Enfin, plus récemment, c'est dans le jeu Pirates ! (auquel nous attribuons aussi un A cœur ouvert, décidément !) que j'ai téléchargé dans les jeux de la première Xbox disponibles sur le Live que j'ai pu à nouveau ressentir cette impression d'écrire au jour le jour une aventure palpitante d'un jeune capitaine jusqu'à un certain âge (l'âge de votre retraite et la condition de votre vie après la mer est définie par vos actes !). Aller papillonner avec l'une ou l'autre fille d'un gouverneur duquel j'avais choisi d'entretenir de bonnes relations diplomatiques, trahir une promesse envers un royaume, aider un monastère, semer la zizanie chez les Anglais, monter en grade, constituer une flotte, découvrir des trésors et éliminer tous mes rivaux portant le drapeau noir dans la mer des Caraïbes ou simplement aider une serveuse de taverne à repousser les avances insistantes d'un capitaine de gardes : un quotidien haletant digne d'un roman de cape et d'épée !

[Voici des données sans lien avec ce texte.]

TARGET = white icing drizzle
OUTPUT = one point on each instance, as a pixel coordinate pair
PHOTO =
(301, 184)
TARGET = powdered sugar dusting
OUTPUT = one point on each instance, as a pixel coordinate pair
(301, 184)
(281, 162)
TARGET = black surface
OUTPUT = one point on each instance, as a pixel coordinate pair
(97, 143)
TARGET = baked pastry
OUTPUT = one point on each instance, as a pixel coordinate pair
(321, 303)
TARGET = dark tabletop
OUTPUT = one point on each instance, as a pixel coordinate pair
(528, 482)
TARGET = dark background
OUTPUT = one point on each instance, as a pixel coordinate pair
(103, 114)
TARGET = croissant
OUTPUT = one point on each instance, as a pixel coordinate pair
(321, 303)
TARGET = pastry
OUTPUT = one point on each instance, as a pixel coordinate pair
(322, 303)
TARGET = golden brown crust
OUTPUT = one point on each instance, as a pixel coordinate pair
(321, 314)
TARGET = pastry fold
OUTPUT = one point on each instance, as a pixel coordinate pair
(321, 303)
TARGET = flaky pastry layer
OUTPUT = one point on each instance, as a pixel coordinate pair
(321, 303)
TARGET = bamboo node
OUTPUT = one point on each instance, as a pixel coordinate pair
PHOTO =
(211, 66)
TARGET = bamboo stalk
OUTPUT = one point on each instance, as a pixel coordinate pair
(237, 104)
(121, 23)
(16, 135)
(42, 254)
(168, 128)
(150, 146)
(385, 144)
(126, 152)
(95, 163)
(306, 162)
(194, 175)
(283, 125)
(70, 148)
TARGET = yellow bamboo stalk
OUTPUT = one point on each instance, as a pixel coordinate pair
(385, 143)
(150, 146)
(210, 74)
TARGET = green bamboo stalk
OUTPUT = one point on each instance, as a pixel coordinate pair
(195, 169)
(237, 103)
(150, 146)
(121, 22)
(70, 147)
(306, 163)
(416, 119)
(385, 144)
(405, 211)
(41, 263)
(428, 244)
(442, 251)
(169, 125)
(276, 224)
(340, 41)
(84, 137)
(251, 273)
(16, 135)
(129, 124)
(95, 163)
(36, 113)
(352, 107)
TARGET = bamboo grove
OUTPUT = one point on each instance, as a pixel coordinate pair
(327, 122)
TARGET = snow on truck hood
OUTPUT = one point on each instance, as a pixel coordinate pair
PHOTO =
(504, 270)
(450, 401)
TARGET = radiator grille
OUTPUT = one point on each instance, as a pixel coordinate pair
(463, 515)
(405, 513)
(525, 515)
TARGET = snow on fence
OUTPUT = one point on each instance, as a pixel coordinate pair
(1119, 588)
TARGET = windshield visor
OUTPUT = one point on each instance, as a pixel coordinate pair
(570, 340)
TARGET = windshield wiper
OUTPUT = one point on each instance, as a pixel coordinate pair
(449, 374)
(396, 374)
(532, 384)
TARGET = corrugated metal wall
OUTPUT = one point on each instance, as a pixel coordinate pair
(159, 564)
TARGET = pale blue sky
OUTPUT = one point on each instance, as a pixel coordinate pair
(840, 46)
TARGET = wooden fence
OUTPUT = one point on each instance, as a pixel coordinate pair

En voilà, de fabuleuses aventures ! Elles aident mon imaginaire à s'appuyer sur le jeu comme sur un tremplin. Parfois, il suffit d'en donner assez, généralement une toile de fond, puis de laisser le joueur faire le reste. Il ne s'agit pas ici de faire l'apologie d'un type de jeu, mais d'insister avant tout sur le fait que le jeu vidéo reste encore aujourd'hui une relation individuelle à son écran et que vivre en conséquence une expérience individualisée, une histoire qui s'écrit à chaque instant, est aussi l'une des spécificités les plus intéressantes de ce média. Bien sûr qu'il existe de grandes histoires du jeu vidéo auxquelles nous restons attachés. Mais lorsque je tente de me souvenir des formidables épopées que j'ai pu vivre, je me suis étonné de voir qu'elles avaient eu lieu dans des jeux qui a priori, n'étaient pas là pour m'en raconter une.